In addition to the above biomarkers, which were examined as the main exposures, we also measured HCV infection status (antibody to HCV) at the German Cancer Research Center, as previously described (25). Briefly, antibodies to the core and NS3 proteins were analyzed using recombinant glutathione S-transferase fusion proteins in combination with fluorescent bead technology (multiplex serology). Reproducibility of this assay has been shown to be very high [kappa 0.98; 95% confidence intervals (CI), 0.94–1.00; ref. 25]. Samples that were positive for both antibody to HCV core and antibody to the NS3 proteins were considered to be anti-HCV+, indicative of either a former or current infection. HBV infection status, as indicated by hepatitis B surface antigen positivity, was previously measured for 112 liver cancer cases and 269 individuals without liver cancer in the ATBC cohort (26); however, as <2% of liver cancer cases and <1% of liver cancer-free individuals were positive for HBV, HBV status was not determined for cases and controls in the current analysis.

Statistical analysis

We used conditional logistic regression to estimate odds ratios (OR) and 95% CIs for the association between each biomarker and liver cancer risk. Biomarker levels were batch-adjusted using a normalization factor derived from quality control samples repeatedly measured across all plates (i.e., the difference between the mean value of quality control samples on all plates combined minus the mean value of quality control samples on an individual plate was added to individual values) and categorized into quartiles based on the distribution among controls.
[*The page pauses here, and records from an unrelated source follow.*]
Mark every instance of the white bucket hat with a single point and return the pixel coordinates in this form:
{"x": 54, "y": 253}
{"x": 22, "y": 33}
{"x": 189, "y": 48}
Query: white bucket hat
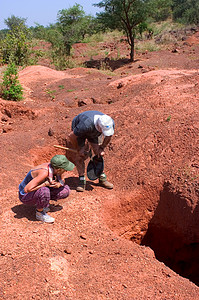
{"x": 106, "y": 124}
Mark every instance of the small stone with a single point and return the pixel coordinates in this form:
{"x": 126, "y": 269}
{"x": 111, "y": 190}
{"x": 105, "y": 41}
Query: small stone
{"x": 82, "y": 236}
{"x": 68, "y": 251}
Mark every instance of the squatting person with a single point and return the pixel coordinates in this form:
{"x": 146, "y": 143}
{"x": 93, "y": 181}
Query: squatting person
{"x": 44, "y": 183}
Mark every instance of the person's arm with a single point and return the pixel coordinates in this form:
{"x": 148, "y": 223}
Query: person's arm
{"x": 39, "y": 181}
{"x": 106, "y": 141}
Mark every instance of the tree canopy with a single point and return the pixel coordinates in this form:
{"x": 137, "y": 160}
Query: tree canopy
{"x": 126, "y": 15}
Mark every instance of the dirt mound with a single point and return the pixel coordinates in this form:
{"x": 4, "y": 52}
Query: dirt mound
{"x": 138, "y": 241}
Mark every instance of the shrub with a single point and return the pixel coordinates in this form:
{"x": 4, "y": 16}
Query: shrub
{"x": 10, "y": 87}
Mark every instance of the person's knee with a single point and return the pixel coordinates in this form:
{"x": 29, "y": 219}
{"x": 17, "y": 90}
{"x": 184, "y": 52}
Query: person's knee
{"x": 44, "y": 193}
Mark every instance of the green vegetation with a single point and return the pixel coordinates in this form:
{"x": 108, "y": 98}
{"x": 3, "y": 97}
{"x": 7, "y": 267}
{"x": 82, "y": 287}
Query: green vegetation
{"x": 10, "y": 88}
{"x": 126, "y": 16}
{"x": 145, "y": 24}
{"x": 51, "y": 93}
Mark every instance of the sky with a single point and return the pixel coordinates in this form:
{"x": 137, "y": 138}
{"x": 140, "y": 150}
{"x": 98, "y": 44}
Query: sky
{"x": 43, "y": 12}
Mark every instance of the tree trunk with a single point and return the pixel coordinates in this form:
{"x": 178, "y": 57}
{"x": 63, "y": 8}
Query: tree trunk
{"x": 132, "y": 44}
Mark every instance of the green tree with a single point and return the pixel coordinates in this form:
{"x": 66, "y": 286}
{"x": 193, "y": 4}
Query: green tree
{"x": 10, "y": 87}
{"x": 124, "y": 15}
{"x": 73, "y": 24}
{"x": 15, "y": 47}
{"x": 13, "y": 22}
{"x": 186, "y": 11}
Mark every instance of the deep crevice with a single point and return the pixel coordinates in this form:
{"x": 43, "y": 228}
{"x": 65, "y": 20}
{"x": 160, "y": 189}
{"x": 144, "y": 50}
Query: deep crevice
{"x": 173, "y": 234}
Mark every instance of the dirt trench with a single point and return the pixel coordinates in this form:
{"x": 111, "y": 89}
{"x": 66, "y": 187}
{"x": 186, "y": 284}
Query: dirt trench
{"x": 168, "y": 225}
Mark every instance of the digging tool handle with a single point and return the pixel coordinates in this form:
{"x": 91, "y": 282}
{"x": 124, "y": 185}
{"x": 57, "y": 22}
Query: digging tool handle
{"x": 65, "y": 148}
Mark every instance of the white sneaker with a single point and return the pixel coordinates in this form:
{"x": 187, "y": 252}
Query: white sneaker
{"x": 46, "y": 209}
{"x": 42, "y": 216}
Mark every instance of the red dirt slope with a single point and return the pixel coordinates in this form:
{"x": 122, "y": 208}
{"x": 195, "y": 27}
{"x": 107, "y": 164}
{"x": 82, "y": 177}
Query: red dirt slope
{"x": 100, "y": 246}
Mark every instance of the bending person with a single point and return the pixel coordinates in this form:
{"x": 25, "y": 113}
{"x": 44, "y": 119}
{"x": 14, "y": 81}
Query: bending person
{"x": 90, "y": 128}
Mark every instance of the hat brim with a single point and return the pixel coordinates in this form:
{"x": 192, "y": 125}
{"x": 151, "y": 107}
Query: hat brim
{"x": 70, "y": 166}
{"x": 108, "y": 132}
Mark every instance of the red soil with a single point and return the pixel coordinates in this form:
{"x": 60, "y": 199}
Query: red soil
{"x": 100, "y": 246}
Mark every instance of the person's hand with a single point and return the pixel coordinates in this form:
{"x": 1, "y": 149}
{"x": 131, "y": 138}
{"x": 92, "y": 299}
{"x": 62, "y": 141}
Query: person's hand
{"x": 101, "y": 151}
{"x": 84, "y": 152}
{"x": 54, "y": 184}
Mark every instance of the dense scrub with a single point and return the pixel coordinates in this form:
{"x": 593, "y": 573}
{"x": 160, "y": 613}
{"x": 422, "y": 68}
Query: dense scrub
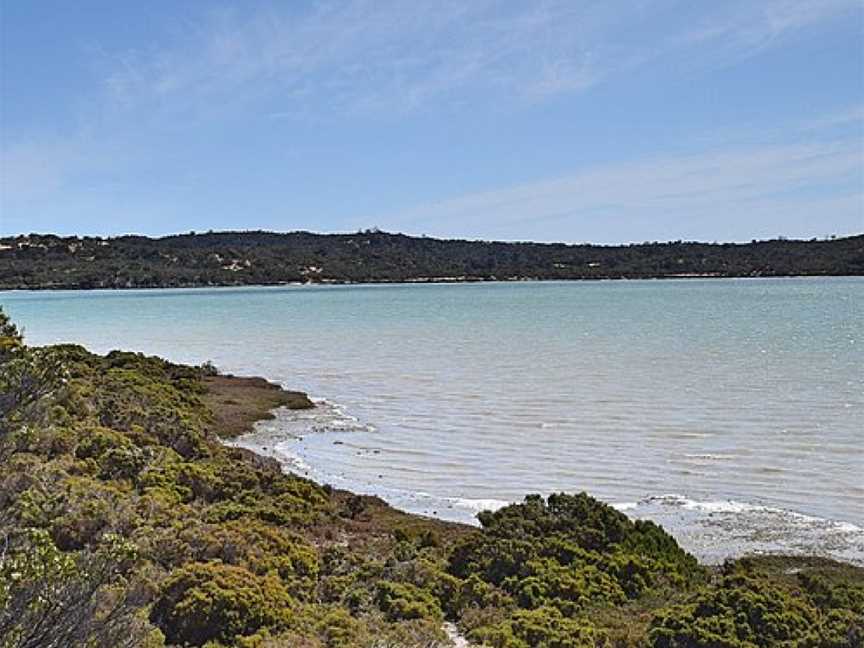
{"x": 244, "y": 258}
{"x": 125, "y": 522}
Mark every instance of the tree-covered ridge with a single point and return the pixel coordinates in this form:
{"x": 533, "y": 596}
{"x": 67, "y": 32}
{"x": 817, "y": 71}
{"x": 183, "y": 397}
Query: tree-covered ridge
{"x": 245, "y": 258}
{"x": 125, "y": 522}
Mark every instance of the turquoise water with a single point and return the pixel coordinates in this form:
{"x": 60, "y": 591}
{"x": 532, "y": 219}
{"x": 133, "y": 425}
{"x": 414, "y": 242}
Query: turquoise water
{"x": 730, "y": 410}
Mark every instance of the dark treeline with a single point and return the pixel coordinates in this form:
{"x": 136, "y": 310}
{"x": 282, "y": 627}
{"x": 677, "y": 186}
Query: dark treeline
{"x": 244, "y": 258}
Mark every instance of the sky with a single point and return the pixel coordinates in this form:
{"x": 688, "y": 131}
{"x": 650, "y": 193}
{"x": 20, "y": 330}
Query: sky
{"x": 576, "y": 121}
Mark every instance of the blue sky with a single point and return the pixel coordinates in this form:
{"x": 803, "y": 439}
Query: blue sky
{"x": 601, "y": 121}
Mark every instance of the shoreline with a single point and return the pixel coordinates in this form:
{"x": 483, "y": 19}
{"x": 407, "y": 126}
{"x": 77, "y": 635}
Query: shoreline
{"x": 434, "y": 281}
{"x": 674, "y": 512}
{"x": 235, "y": 550}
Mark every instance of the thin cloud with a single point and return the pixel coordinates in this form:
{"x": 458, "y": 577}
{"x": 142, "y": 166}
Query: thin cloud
{"x": 761, "y": 181}
{"x": 358, "y": 55}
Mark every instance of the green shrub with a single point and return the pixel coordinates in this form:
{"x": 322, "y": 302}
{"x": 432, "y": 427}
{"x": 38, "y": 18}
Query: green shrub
{"x": 203, "y": 602}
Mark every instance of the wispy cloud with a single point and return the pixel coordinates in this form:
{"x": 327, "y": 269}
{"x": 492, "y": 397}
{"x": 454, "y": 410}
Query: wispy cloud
{"x": 772, "y": 185}
{"x": 384, "y": 54}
In addition to matching on age and time of blood draw, we also controlled for the following confounders based on a priori knowledge: body mass index (BMI), education, smoking intensity (pack-years), alcohol intake, and history of diabetes or hypertension at baseline. Missing values for alcohol intake (15 cases and 9 controls) were imputed using the PROC MI procedure, using case status and adjustment factors (age, BMI, education, vocational trainings, smoking, diabetes, hypertension, and marital status; SAS Institute Inc.). We also evaluated original randomization arm, HCV status, and coffee intake as potential covariates, but these did not substantially alter the estimates and were not included in the final models. Furthermore, we evaluated effect modification by the following factors: age, BMI, smoking intensity, and alcohol intake, using likelihood ratio tests comparing models with and without the interaction term. Several sensitivity analyses were conducted, including (i) restricting the analytical cohort to histologically confirmed HCC cases and their matched controls; (ii) excluding cases diagnosed within the first 5 years of follow-up; and (iii) excluding cases with HCV infection.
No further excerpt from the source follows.